ComodoHackerβ€’19 minutes ago
More complex actually
koolalaβ€’about 1 hour ago
What do you think people will make the Query request body? Most everything will use this for JSON but it could be anything so what other interesting things do you think will go in there? Query 1 + 1 and get 2?
miggolβ€’24 minutes ago
Considering the guideline that QUERY should be idempotent and cacheable, file querying requests come to mind. Reverse image search, for example.
dreambigwrkhardβ€’about 1 hour ago
I'm curious too. Unless the developer is really passionate about this I don't think a dev will risk (potential) compatibility issues or unexpected footguns to use this when the workarounds do seem to work quite well already. I just dont see the benefit but maybe it's because I am just not aware of a real world use case; happy to be corrected.
unilynxβ€’about 1 hour ago
Elastic/Opensearch uses GET requests with a body for search, which is complicated or forbidden (not exactly sure) with the HTTP spec. Not all HTTP clients are willing to submit a body with a GET.

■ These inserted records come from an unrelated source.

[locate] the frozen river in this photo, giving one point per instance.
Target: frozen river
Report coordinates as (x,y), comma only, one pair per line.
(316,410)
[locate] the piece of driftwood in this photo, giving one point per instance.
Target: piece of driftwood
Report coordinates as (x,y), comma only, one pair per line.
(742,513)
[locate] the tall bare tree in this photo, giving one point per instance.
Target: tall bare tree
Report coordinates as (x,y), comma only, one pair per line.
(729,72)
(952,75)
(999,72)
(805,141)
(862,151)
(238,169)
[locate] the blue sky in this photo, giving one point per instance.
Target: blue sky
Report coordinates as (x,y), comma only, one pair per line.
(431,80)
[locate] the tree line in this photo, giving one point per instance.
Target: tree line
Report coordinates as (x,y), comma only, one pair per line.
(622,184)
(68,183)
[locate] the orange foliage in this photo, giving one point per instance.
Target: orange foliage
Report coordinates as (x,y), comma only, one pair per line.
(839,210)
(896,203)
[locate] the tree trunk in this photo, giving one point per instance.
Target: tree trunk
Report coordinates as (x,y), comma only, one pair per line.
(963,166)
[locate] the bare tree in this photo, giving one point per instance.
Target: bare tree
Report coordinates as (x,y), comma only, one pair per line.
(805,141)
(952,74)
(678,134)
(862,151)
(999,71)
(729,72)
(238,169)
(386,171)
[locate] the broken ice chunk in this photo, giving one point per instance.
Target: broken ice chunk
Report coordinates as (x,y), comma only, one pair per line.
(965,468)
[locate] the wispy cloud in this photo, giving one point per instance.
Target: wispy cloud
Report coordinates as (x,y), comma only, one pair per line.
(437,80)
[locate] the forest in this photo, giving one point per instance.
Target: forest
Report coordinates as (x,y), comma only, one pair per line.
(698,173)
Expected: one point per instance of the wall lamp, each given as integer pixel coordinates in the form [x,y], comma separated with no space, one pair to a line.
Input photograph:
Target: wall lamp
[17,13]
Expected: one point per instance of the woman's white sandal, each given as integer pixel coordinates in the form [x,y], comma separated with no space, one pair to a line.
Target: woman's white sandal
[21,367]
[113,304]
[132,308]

So opensearch also allows you to POST search requests, but those are uncacheable

QUERY would fit here perfectly - it's probably trivial for opensearch to add but it will take some time for clients to catch up.

hparadizβ€’about 2 hours ago
This feels like someone coming up with XML when JSON already exists.
flanked-everglβ€’about 2 hours ago
No, it does not feel like that.
hparadizβ€’about 1 hour ago
My framework is already two decade old prior art and you still haven't actually convinced me that this RFC solves a problem.
rmunnβ€’about 1 hour ago
1. Sometimes you need a request body. 2. POST cannot be guaranteed to be safe if re-sent. 3. This is GET with a request body, guaranteed* to be safe if re-sent.

* With the caveat that it's only guaranteed if the server is following the RFC correctly.